Knowledge Management: Terms to Know

Terms
From the Delphi Group's Language of Knowledge

Community of Practice: Communities that form within an organization where people assume roles based on their abilities and skills instead of titles and hierarchical stature. Also referred to as Community of Interest.

Context Sensitivity: The ability of a Knowledge Management system to provide insight that takes into consideration the contextual nature of a user’s request based on history, associations, and subject matter experience.

Corporate Instinct: A company’s collective "sixth sense". Corporate Instinct enables a company to respond instantaneously to market opportunities, customer needs, and competitive maneuvers.

Corporate Memory: An unquestioned tacit or explicit understanding of an organization’s people, process, or products. Corporations, like individuals, remember the past, including long-standing processes and procedures, along with corporate traditions and values. Memory is strategically important, but it can also become a serious liability if it inhibits an organization from adjusting quickly to its changing environment.

Document Management: A software system based on an underlying database, in which unstructured objects (i.e. documents) are indexed and tracked.

Explicit Knowledge: Knowledge that is easily codified and conveyed to others. See Tacit Knowledge.

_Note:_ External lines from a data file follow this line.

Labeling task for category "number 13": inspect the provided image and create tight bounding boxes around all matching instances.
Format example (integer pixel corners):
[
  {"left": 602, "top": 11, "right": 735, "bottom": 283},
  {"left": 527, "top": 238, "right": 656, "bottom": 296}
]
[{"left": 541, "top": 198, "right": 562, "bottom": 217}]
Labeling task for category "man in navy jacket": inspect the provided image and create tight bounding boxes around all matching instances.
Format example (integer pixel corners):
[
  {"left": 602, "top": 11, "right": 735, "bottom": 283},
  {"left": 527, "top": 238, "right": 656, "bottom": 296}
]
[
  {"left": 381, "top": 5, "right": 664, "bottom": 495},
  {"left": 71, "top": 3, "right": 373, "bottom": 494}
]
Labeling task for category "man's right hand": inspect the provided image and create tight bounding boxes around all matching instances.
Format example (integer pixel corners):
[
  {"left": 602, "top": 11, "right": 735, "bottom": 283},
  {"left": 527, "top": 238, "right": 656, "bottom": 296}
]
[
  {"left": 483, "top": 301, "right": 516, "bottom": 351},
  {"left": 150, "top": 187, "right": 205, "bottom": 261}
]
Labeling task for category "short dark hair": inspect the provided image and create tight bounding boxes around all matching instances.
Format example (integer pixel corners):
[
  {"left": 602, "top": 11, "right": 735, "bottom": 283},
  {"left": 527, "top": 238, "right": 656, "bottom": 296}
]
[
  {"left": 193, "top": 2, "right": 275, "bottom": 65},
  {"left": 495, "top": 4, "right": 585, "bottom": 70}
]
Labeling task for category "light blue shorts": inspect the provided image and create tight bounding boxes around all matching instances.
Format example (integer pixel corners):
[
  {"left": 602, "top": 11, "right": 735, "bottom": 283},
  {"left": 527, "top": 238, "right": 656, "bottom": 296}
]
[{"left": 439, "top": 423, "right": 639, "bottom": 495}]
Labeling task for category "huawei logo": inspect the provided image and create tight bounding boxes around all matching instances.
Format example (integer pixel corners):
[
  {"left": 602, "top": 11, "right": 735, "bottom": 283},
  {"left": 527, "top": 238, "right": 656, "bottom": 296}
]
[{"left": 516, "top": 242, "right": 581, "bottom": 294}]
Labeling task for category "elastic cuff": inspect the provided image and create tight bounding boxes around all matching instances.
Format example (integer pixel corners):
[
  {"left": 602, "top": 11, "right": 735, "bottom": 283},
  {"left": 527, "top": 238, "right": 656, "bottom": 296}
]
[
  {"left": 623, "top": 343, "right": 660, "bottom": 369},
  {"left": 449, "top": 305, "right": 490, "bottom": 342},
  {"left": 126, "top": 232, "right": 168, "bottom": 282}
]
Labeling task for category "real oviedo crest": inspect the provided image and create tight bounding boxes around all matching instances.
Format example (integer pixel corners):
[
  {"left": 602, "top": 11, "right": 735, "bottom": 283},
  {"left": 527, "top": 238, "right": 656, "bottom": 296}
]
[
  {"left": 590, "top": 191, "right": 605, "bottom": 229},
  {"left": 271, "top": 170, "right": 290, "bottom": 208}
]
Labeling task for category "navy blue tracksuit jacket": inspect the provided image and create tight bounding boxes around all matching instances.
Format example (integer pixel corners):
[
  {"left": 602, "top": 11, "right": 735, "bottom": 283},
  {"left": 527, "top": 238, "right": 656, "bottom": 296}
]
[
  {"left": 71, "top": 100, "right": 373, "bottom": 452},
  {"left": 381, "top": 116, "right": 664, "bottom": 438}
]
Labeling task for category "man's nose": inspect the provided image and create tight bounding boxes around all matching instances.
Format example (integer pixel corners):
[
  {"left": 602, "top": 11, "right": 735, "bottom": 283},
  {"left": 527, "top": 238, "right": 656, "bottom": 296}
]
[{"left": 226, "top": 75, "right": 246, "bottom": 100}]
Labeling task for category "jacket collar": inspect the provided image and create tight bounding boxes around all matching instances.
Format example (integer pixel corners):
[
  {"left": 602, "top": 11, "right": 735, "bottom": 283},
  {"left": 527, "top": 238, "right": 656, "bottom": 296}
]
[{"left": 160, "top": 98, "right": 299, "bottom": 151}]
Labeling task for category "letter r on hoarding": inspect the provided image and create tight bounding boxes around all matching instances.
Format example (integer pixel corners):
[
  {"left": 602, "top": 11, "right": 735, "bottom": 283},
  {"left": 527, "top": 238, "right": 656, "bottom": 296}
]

Externalization: The transfer of knowledge from the minds of its holders to an external repository in the most efficient way possible. Externalization tools help build Knowledge Maps. They capture and organize incoming bodies of Explicit Knowledge and create clusters of bodies of knowledge.

Intellectual Capital: Intellectual Capital can be segmented into three sub-categories: Human Capital, Structural Capital, Customer Capital. Although acknowledged as valuable in most organizations, these assets are not measured and accounted for in an organization’s financial statements other than as goodwill. Many believe these assets form the basis for most equity market valuations of an organization.

Internalization: The transfer of Explicit Knowledge from an external repository (temporary or permanent) to an individual, in the most useful and efficient way possible. There are two aspects to Internalization: extraction and filtering. One of four key Knowledge Management functions. See Knowledge Mapping, Externalization, Internalization, and Cognition.

Knowledge Base: Typically used to describe any collection of information which also includes contextual or experiential references to other Metadata.

Knowledge Ecology: The component of Knowledge Management that focuses on human factors: namely, the study of personal work habits, values, and organizational culture.

Learning Organization: An organization with the necessary practices, culture, and systems to promote the continuous sharing of experience and lessons learned.

Tacit Knowledge: Experiential know-how based on clues, hunches, instinct, and personal insights; distinct from formal, Explicit Knowledge.

Velocity of Innovation: The rate at which an organization is able to conceive of and introduce new product to market.